Review all lab equipment to determine if they can be turned off or unplugged, or if they must remain in operation for the duration of the holiday.

Turn off non-critical equipment. Shut down and unplug any sensitive electronic equipment.

If equipment is critical and must remain in operation:

Is it plugged into an emergency power receptacle (red outlets)? NOTE: Do NOT use extension cords to plug large pieces of equipment (freezers, incubators, biosafety cabinets, ultracentrifuges) into red outlets.

Does it require any consumable material that must be filled prior to or during the holiday break, such as water baths, incubator water trays, CO2 tanks, or liquid nitrogen tanks? Arrange for these consumable materials ahead of the holiday break, especially if this is a shared resource that may be needed by other labs.

Consider installing remote alarms that will notify you if a freezer temperature rises above a safe setpoint.

Secure all compressed gas cylinders (empty, full, and in use). Check levels and determine if you will need to replace tanks before or over the holiday.

Walk through the lab and make sure all vacuum lines are shut and all gas valves are closed.

Check that all refrigerator, freezer, and incubator doors are tightly closed

Purchasing/Delivery

During holidays, you may have difficulty sourcing even commonly used research materials. Recognize that deliveries may be impacted during the holidays, with possible shipping delays and difficulty for couriers to get into certain areas of buildings. If you are expecting an important shipment, track it and ensure that someone from your lab is on site to receive the shipment when it arrives. Avoid ordering sensitive materials or those that must be kept frozen if possible over the holidays, in case there is no one available to receive, unpack, and store it.

Review what materials are critical and order ahead of time.

Be familiar with your building’s loading dock in case your package is delivered there.

Physical Materials

Secure all controlled, regulated, or hazardous materials as appropriate.

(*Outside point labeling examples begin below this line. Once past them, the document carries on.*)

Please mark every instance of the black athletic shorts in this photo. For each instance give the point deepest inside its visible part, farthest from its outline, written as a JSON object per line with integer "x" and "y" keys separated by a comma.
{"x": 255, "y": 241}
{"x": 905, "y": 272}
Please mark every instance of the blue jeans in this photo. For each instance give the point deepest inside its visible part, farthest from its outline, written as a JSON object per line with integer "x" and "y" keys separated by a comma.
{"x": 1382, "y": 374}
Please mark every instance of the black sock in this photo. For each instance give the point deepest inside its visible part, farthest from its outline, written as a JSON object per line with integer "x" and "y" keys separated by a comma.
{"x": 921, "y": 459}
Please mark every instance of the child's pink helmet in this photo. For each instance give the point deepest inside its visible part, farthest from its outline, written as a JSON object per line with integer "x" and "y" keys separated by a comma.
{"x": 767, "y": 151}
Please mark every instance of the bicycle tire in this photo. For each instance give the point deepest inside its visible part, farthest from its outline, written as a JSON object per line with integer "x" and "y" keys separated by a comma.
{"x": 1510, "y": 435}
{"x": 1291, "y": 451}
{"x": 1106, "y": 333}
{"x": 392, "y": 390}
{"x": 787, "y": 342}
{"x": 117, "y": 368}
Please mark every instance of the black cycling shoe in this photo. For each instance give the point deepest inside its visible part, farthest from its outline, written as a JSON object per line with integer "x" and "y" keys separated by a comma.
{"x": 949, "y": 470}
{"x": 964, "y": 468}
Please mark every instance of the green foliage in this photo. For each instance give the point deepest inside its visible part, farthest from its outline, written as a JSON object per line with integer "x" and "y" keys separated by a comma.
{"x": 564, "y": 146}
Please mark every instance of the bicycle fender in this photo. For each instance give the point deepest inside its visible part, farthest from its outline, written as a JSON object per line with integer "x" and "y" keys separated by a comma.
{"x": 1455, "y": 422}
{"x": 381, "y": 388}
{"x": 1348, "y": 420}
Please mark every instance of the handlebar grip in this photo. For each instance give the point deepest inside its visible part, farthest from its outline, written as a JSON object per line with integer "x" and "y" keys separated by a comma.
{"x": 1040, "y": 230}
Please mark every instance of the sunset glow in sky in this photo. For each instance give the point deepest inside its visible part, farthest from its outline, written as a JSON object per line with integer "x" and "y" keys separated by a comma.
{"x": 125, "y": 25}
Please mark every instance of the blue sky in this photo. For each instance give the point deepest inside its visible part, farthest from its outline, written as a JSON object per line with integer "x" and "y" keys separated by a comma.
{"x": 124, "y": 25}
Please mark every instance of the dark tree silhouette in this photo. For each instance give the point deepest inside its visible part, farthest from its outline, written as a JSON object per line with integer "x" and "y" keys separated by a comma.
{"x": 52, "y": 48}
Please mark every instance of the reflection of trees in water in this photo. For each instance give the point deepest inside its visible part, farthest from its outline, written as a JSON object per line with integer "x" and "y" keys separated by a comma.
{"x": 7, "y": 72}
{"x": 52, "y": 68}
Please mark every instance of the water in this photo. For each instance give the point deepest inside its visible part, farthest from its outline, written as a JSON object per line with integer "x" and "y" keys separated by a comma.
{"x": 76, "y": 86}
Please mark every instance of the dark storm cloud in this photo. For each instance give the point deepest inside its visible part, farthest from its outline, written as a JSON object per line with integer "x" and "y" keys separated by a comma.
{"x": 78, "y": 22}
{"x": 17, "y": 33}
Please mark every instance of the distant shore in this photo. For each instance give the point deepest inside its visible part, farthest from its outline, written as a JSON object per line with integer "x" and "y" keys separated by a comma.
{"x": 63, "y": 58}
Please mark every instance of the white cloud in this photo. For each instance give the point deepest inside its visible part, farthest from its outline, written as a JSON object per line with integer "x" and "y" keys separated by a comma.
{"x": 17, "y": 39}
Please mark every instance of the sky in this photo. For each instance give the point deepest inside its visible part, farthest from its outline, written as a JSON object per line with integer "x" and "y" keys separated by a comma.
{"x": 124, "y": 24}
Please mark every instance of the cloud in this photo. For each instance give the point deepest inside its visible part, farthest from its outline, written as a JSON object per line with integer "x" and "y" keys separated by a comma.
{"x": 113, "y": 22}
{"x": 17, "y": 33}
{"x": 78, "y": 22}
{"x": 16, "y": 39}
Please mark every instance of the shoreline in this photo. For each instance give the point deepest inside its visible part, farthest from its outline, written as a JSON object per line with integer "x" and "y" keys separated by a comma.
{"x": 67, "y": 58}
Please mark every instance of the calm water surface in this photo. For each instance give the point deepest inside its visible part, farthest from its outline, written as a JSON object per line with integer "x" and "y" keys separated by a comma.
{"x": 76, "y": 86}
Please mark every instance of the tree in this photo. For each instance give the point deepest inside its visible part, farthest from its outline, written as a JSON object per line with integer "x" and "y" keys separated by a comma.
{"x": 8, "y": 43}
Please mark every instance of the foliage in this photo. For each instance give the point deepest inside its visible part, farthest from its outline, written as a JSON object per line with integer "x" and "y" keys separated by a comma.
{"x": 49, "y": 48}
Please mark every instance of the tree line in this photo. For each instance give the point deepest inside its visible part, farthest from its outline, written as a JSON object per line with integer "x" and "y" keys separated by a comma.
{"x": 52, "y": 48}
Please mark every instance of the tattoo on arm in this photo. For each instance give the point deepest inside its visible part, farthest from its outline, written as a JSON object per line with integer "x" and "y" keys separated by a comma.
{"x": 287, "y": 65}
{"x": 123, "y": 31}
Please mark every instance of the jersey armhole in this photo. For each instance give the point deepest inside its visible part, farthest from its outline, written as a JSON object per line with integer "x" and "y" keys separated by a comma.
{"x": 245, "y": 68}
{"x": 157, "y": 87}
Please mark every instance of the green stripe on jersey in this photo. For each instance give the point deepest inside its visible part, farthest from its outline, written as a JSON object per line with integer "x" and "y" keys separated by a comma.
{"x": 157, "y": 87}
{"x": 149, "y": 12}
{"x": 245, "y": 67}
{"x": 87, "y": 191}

Review cell culture stocks; make sure backup stocks are frozen for long term storage in freezers or liquid nitrogen tanks on emergency power.

Ensure all items are labeled appropriately, so as to be clear for any non-research personnel who may need to enter your space over the break.

Request waste pickup for full containers of hazardous chemicals, radioactive materials, and biohazards prior to the break. Consider requesting pickup even if they are not full, if long term storage in the lab could cause a hazard or smell.

Though not a lab space, review any breakrooms or lunchroom areas. Remove all perishable or open food items to avoid attracting vermin and creating a smelly situation.

Research Data

Back up critical research data, ideally in a way that they can be accessed remotely.

Secure lab notebooks and other data.

Take laptops and personnel electronics home.

Log out of any computer screens that may contain sensitive patient or research information.

Scheduling/Working alone

It is important to communicate as a lab about holiday schedules to ensure that any critical work is being carried out, while equipment and research materials are being maintained as needed. If anyone needs to come in to work alone, be aware that the building may be sparsely occupied. Ideally, you should plan to work with another person (AKA the buddy system) but if that isn’t possible, you should let someone else in your lab know when you will be working alone over the break.

Don’t forget that UMB Police offers the Safe Walk/Safe Ride program as a public service 24 hours a day, 365 days a year.

Emergency Response plans

All lab members should have the lab contact list, be aware of what to do in case of emergency (fire, biohazard spill, chemical spill), know how to report an injury, and be signed up for UMB Alerts. If anyone comes in over the break and recognizes a hazardous situation, stop and contact Campus Police.